The states ranking highest in order, following Massachusetts, were Alaska,
which spent $93.17 per child: Vermont, spending $81.48 per child; Connecticut,
spending $78.52 per child and New York, which spent $70.49 per child.
The bottom five, with Idaho fiftieth, were Montana, North Dakota, Nevada and
South Dakota, all spending less than five dollars per child. Ranking 45th was
Virginia, which spent $6.31 per child, while relatively poor neighboring West
Virginia ranked 29th and spent $19.70 on each child.
Eight Southern States ranked in the bottom third of all states, including
Alabama, Arkansas, Georgia, Kentucky, Louisiana, Mississippi, Tennessee and
Virginia, but neighboring Florida ranked ninth in nation, South Carolina ranked
20th and North Carolina ranked 24th.
The report concluded that all states were spending too little, but that some
were making children a pitifully low priority in comparison with other
projects. In 1990, for example, 11 states spent at least 24 times more on
corrections and prison than on the care and development of young children.
Eleven states spent 100 times more on higher education than on helping children
get a strong foundation for learning.
Vermont, which ranks third in State spending, estimates that it will only
serve 35 percent of eligible families, according to the report, and Minnesota,
which ranked in the top 20 states, has 1,900 eligible families on waiting lists
for child care assistance in the Minneapolis-St. Paul area alone.
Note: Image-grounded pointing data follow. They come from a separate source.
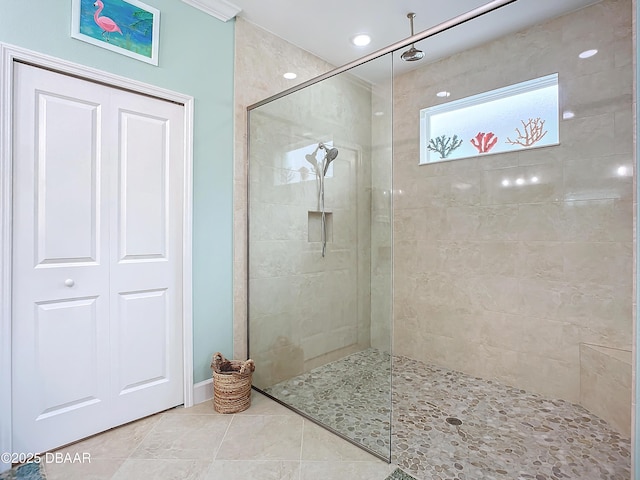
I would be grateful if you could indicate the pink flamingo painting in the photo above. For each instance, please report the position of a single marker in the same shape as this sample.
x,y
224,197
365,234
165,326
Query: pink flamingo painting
x,y
105,23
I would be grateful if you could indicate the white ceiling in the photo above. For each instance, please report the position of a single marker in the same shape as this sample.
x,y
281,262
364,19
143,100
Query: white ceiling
x,y
325,27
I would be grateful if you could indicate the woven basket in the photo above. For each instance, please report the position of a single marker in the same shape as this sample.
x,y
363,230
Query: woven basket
x,y
231,384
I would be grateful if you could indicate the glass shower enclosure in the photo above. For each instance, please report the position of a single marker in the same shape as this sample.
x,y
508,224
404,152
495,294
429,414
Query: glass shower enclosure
x,y
320,254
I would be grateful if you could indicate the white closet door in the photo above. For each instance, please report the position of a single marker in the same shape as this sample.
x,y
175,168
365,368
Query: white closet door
x,y
146,255
97,224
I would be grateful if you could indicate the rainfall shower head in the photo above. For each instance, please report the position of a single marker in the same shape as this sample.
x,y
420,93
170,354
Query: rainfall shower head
x,y
413,53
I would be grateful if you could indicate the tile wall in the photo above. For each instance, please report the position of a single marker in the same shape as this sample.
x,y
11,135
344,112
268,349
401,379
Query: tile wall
x,y
509,282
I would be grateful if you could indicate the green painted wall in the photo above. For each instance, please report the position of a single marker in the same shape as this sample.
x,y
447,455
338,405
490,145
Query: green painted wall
x,y
195,58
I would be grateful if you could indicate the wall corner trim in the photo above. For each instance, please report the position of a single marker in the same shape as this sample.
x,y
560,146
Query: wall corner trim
x,y
221,9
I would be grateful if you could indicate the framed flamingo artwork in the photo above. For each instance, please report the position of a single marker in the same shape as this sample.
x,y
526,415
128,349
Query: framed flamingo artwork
x,y
128,27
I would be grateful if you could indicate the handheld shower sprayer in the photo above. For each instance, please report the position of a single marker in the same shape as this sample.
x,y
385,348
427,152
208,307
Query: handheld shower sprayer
x,y
330,154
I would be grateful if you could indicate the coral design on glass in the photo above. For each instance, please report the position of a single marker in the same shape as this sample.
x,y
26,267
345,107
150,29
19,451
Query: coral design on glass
x,y
444,145
533,133
484,141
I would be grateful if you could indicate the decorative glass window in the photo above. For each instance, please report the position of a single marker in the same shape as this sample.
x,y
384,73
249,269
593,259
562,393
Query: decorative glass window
x,y
516,117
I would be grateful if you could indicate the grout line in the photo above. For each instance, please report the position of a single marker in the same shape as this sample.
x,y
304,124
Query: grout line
x,y
215,455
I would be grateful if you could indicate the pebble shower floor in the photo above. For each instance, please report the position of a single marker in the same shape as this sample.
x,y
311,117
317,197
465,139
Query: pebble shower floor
x,y
449,425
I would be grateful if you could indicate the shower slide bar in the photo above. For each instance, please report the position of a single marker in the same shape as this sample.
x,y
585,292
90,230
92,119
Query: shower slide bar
x,y
446,25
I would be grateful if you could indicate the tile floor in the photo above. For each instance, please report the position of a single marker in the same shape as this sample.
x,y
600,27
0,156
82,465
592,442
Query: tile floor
x,y
265,442
449,425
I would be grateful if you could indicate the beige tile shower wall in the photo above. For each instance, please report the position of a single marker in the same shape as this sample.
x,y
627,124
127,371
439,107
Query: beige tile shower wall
x,y
305,309
261,58
507,283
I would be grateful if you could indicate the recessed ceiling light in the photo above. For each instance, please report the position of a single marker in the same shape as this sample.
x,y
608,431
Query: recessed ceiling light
x,y
361,40
588,53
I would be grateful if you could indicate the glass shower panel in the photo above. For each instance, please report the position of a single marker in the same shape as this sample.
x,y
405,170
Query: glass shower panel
x,y
320,253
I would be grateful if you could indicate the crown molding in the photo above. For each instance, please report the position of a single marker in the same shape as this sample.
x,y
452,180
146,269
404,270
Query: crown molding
x,y
221,9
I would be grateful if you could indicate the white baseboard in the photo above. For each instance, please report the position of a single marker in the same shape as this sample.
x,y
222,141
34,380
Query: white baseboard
x,y
203,391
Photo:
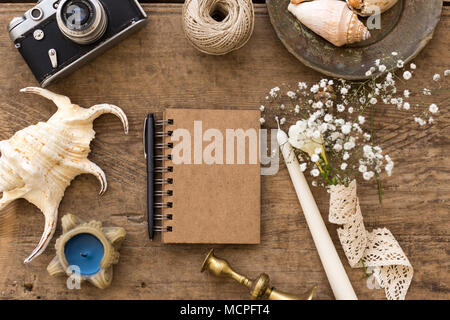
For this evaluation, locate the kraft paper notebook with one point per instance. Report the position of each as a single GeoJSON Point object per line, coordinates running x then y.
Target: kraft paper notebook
{"type": "Point", "coordinates": [212, 164]}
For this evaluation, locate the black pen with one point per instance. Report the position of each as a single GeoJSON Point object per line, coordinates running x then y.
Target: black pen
{"type": "Point", "coordinates": [149, 143]}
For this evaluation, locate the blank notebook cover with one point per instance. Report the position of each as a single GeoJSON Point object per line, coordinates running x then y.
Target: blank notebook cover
{"type": "Point", "coordinates": [219, 202]}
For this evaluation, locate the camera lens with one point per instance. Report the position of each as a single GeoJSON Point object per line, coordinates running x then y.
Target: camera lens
{"type": "Point", "coordinates": [82, 21]}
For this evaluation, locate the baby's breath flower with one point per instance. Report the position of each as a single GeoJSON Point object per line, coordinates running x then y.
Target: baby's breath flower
{"type": "Point", "coordinates": [302, 85]}
{"type": "Point", "coordinates": [291, 94]}
{"type": "Point", "coordinates": [433, 108]}
{"type": "Point", "coordinates": [407, 75]}
{"type": "Point", "coordinates": [361, 119]}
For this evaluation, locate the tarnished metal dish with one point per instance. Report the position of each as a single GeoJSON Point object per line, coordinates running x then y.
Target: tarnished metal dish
{"type": "Point", "coordinates": [405, 28]}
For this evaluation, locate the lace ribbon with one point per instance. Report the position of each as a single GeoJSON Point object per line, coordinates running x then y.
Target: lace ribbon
{"type": "Point", "coordinates": [378, 249]}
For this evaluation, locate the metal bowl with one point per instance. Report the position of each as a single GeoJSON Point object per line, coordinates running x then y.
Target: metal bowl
{"type": "Point", "coordinates": [405, 28]}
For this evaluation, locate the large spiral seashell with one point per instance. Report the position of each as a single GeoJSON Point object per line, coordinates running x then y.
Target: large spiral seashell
{"type": "Point", "coordinates": [367, 8]}
{"type": "Point", "coordinates": [39, 162]}
{"type": "Point", "coordinates": [332, 20]}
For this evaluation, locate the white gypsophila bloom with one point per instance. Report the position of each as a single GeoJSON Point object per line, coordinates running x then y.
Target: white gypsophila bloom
{"type": "Point", "coordinates": [361, 120]}
{"type": "Point", "coordinates": [346, 156]}
{"type": "Point", "coordinates": [299, 139]}
{"type": "Point", "coordinates": [302, 85]}
{"type": "Point", "coordinates": [303, 167]}
{"type": "Point", "coordinates": [346, 128]}
{"type": "Point", "coordinates": [337, 147]}
{"type": "Point", "coordinates": [335, 135]}
{"type": "Point", "coordinates": [315, 158]}
{"type": "Point", "coordinates": [315, 88]}
{"type": "Point", "coordinates": [291, 94]}
{"type": "Point", "coordinates": [368, 175]}
{"type": "Point", "coordinates": [433, 108]}
{"type": "Point", "coordinates": [362, 168]}
{"type": "Point", "coordinates": [349, 145]}
{"type": "Point", "coordinates": [407, 75]}
{"type": "Point", "coordinates": [328, 117]}
{"type": "Point", "coordinates": [315, 172]}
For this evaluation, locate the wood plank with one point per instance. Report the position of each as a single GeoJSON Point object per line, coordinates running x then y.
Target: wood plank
{"type": "Point", "coordinates": [157, 68]}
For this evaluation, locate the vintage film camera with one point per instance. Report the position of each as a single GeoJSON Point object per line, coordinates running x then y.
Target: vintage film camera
{"type": "Point", "coordinates": [57, 37]}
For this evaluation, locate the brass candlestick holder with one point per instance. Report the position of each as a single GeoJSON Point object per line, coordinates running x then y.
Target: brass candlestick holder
{"type": "Point", "coordinates": [260, 288]}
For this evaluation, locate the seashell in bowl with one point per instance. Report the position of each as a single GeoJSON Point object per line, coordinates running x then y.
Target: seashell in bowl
{"type": "Point", "coordinates": [332, 20]}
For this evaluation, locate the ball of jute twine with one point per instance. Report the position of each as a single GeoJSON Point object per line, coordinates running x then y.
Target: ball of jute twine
{"type": "Point", "coordinates": [218, 26]}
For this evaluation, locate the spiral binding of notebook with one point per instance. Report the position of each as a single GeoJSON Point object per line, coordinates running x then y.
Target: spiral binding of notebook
{"type": "Point", "coordinates": [155, 147]}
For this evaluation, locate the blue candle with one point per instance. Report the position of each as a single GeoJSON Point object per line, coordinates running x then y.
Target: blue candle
{"type": "Point", "coordinates": [85, 251]}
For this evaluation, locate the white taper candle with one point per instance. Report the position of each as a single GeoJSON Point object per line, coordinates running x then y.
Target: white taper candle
{"type": "Point", "coordinates": [339, 282]}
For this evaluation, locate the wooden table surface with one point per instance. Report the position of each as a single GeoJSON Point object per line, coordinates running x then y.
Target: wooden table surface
{"type": "Point", "coordinates": [156, 69]}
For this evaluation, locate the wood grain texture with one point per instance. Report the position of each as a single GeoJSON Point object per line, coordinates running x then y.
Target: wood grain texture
{"type": "Point", "coordinates": [157, 68]}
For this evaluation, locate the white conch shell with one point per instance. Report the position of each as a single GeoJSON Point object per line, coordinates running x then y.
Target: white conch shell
{"type": "Point", "coordinates": [367, 8]}
{"type": "Point", "coordinates": [332, 20]}
{"type": "Point", "coordinates": [39, 162]}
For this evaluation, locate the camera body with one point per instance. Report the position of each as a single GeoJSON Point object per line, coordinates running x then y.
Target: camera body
{"type": "Point", "coordinates": [57, 37]}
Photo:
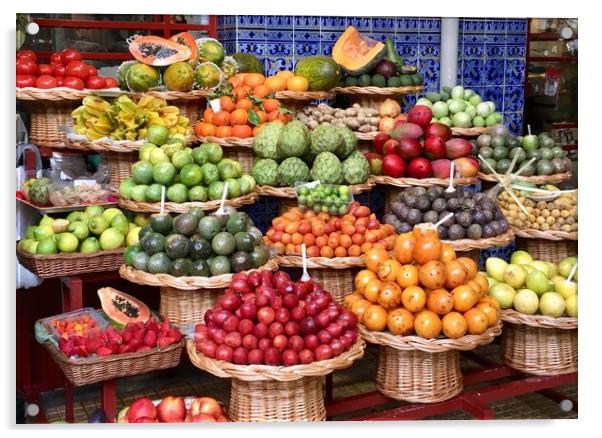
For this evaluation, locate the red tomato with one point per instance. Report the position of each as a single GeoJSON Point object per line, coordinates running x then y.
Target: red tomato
{"type": "Point", "coordinates": [58, 70]}
{"type": "Point", "coordinates": [46, 81]}
{"type": "Point", "coordinates": [26, 66]}
{"type": "Point", "coordinates": [55, 58]}
{"type": "Point", "coordinates": [73, 82]}
{"type": "Point", "coordinates": [26, 81]}
{"type": "Point", "coordinates": [44, 69]}
{"type": "Point", "coordinates": [78, 69]}
{"type": "Point", "coordinates": [96, 83]}
{"type": "Point", "coordinates": [68, 55]}
{"type": "Point", "coordinates": [111, 82]}
{"type": "Point", "coordinates": [27, 54]}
Ensuring that every child is ready to enter school by the
year 2000 is a goal widely shared by the Bush Administration, Congress, state
policy makers, and the business community, the report, written by Gina
Adams and Jodi R. Sandfort, said. However, the broad support for this
goal means absolutely nothing for children, especially our poorest youngsters,
without the dollars necessary to turn the massive amount of rhetoric around
school readiness into real opportunities for low-income children.
The report recommended full funding of Head Start by the year 1995 through
the implementation of the School Readiness Act pending in the Senate and an
additional expenditure of $2.1 billion for Head Start. It also expressed
concern that increased federal funding not result in decreased state spending
and asked Congress to fulfill a promise to provide $100 million in 1992 for a
program to expand funds for child care in future years.
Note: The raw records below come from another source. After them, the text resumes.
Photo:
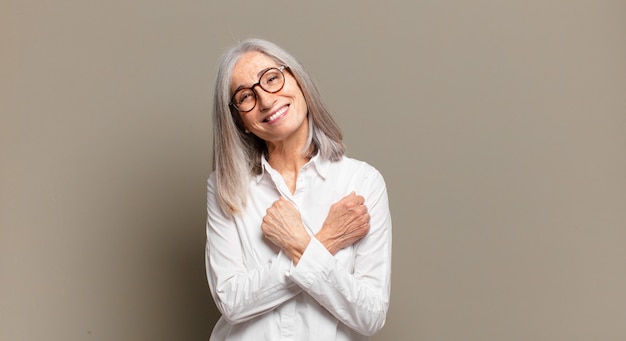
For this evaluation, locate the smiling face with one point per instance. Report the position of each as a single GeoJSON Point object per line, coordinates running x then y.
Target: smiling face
{"type": "Point", "coordinates": [277, 117]}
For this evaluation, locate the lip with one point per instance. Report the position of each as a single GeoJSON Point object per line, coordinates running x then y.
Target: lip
{"type": "Point", "coordinates": [276, 115]}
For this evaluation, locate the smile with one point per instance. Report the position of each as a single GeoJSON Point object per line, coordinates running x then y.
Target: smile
{"type": "Point", "coordinates": [273, 117]}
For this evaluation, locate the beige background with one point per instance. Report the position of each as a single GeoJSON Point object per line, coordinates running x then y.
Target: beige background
{"type": "Point", "coordinates": [499, 126]}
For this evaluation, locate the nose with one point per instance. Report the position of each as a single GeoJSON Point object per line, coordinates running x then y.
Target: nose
{"type": "Point", "coordinates": [264, 99]}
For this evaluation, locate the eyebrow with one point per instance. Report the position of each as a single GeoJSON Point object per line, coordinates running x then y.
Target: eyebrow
{"type": "Point", "coordinates": [258, 76]}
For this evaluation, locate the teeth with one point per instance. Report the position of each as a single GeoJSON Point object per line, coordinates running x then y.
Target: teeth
{"type": "Point", "coordinates": [276, 114]}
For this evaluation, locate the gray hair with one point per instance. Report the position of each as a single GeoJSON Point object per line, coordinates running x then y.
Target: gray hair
{"type": "Point", "coordinates": [237, 155]}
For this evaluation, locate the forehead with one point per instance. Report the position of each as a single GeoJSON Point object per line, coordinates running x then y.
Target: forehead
{"type": "Point", "coordinates": [246, 70]}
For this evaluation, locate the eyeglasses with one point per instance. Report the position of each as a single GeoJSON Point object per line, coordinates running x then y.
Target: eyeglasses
{"type": "Point", "coordinates": [271, 81]}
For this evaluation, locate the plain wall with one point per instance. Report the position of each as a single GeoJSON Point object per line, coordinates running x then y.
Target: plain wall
{"type": "Point", "coordinates": [500, 127]}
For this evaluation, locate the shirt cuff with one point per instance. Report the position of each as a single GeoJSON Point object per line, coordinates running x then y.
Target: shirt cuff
{"type": "Point", "coordinates": [314, 264]}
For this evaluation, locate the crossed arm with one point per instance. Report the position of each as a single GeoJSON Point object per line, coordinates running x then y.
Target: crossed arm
{"type": "Point", "coordinates": [357, 297]}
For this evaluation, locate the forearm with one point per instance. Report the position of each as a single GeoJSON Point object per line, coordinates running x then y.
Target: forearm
{"type": "Point", "coordinates": [360, 302]}
{"type": "Point", "coordinates": [243, 294]}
Marian Wright Edelman is president of the Childrens Defense Fund and
attorney Hillary Clinton, the wife of Arkansas Gov. Bill Clinton, is chairman
of the board.
At an interfaith service during the Atlanta convention, Senior Bishop John
Hurst Adams of the African Methodist Episcopal Church said children need to be
fed in body and soul. We need bread to feed their hunger, but we need
roses to feed their spirit, he said. Heroes and heroines are needed for
Gods children, he said, identifying those heroes and heroines
as people who enlarge the definition of what is possible, those who create a
moral climate where justice is sought, and those whose responses to the
issues of life resonate with both body and soul. Archbishop James P.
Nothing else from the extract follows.